Auch an kapillären Endothelzellen findet sich eine Vesikelbildung, aufgrund ihres besseren Regenerationsvermögens lassen sich jedoch bloßgelegte endotheliale Basalmembranen nur sehr selten beobachten (CORRIN u. VIJEYARATNAM, 1975; BACHOFEN u. WEIBEL, 1977). Während dieser akuten Phase können serofibrinöses Exsudat, Stauung und Ödeme der Alveolarwände beobachtet werden. Fibrin, andere Serumproteine und Zelldebris kondensieren dabei häufig zu hyalinen Membranen (HILL et al., 1976; KATZENSTEIN et al., 1976).

Zudem finden sich im alveolären Exsudat für gewöhnlich Leukozyten und Erythrozyten sowie eine gemischtzellige, interstitielle Infiltration.
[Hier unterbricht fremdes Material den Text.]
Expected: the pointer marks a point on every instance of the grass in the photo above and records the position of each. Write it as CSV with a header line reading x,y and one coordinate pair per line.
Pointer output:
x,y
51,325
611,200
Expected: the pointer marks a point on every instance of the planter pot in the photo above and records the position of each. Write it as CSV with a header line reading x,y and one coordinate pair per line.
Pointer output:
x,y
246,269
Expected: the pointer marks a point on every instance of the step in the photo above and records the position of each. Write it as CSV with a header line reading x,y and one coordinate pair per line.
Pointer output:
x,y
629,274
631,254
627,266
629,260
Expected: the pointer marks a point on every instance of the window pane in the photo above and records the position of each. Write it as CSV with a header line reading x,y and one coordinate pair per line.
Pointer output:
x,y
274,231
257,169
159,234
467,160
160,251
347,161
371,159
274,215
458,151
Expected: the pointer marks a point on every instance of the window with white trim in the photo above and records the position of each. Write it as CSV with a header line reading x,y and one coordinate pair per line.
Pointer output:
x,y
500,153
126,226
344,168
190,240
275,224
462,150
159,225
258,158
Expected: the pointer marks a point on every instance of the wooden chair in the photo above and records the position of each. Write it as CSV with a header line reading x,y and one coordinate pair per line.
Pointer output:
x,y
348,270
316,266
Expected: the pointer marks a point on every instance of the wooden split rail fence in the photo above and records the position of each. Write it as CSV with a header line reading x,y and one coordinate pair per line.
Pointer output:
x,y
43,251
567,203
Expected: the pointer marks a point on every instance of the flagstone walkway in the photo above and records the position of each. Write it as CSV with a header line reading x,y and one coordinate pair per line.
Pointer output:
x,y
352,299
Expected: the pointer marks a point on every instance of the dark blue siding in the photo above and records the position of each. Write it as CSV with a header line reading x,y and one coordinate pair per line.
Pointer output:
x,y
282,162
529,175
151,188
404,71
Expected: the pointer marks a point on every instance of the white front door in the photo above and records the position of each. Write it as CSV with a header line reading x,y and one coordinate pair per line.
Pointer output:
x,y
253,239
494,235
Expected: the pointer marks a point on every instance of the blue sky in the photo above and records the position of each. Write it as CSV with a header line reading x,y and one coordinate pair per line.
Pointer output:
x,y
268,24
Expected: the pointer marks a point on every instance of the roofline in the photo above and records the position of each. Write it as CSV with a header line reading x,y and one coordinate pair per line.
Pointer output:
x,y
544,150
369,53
Der Ersatz degenerierter AI- Zellen erfolgt durch Proliferation und Differenzierung von AII-Zellen, wobei die intakte Basalmembran als Leitschiene dient. Alveolen, gesäumt von kubischen AII-Zellen, sind ein typisches Zeichen für subakute bis chronische interstitielle Pneumonien (ADAMSON u. BOWDEN, 1974).
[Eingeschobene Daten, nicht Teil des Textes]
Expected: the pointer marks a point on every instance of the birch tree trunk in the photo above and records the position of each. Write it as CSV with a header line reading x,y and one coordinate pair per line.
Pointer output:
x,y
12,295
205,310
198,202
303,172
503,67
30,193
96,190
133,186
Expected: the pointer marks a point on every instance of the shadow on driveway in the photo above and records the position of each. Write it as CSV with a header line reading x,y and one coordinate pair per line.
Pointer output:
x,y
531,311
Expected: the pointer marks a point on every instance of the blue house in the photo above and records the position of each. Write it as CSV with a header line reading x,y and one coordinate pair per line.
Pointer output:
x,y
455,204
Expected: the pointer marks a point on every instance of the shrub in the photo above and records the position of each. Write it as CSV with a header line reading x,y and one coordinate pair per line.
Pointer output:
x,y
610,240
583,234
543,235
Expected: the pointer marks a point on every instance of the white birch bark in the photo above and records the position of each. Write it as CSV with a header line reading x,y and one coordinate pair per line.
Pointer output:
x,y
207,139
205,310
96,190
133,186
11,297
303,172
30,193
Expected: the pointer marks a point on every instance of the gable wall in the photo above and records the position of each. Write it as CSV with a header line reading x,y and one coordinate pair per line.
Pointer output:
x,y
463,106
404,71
Nach Regression der Entzündung und bei fehlender Fibrose der Alveolarwände ist eine vollständige Heilung möglich. Die Proliferation der AII-Zellen markiert den Übergang von der exsudativen in die proliferative Phase. Beginnende fibrotische Veränderungen zu diesem Zeitpunkt sind mögliche und sehr kritische Prozesse. Bereits 72 h nach einem DAD kann die

Proliferation von Fibroblasten eintreten und unreife Fibroblasten können innerhalb von drei Tagen nach hochgradiger Exsudation in den Alveolarlumina beobachtet werden. Fibrotische Prozesse können also sowohl interalveolär als auch intraalveolär ablaufen, wobei deren Umfang vom Ausmaß der Entzündungsreaktion abhängt (MEDURI u. CHINN, 1994). Bei überlebenden Tieren heilen akute interstitielle Pneumonien mit mehr oder weniger stark ausgeprägter Narbenbildung ab. Ähnlich der kutanen Wundheilung sind auch in der Lunge Myofibroblasten mit in reparative Vorgänge einbezogen (PACHE et al., 1998). Chronische, progressive Entzündungen sind nur selten zu beobachten und stehen in Zusammenhang mit einer dauerhaften oder wiederholten Exposition gegenüber dem auslösenden Agens. Die chronische interstitielle Pneumonie ist durch die intraalveoläre Akkumulation mononukleärer Zellen - in erster Linie Makrophagen - durch Proliferation und Persistenz von AII-Zellen, interstitielle lymphozytäre Infiltrate und Zubildung von Bindegewebe charakterisiert (JUBB, 1991).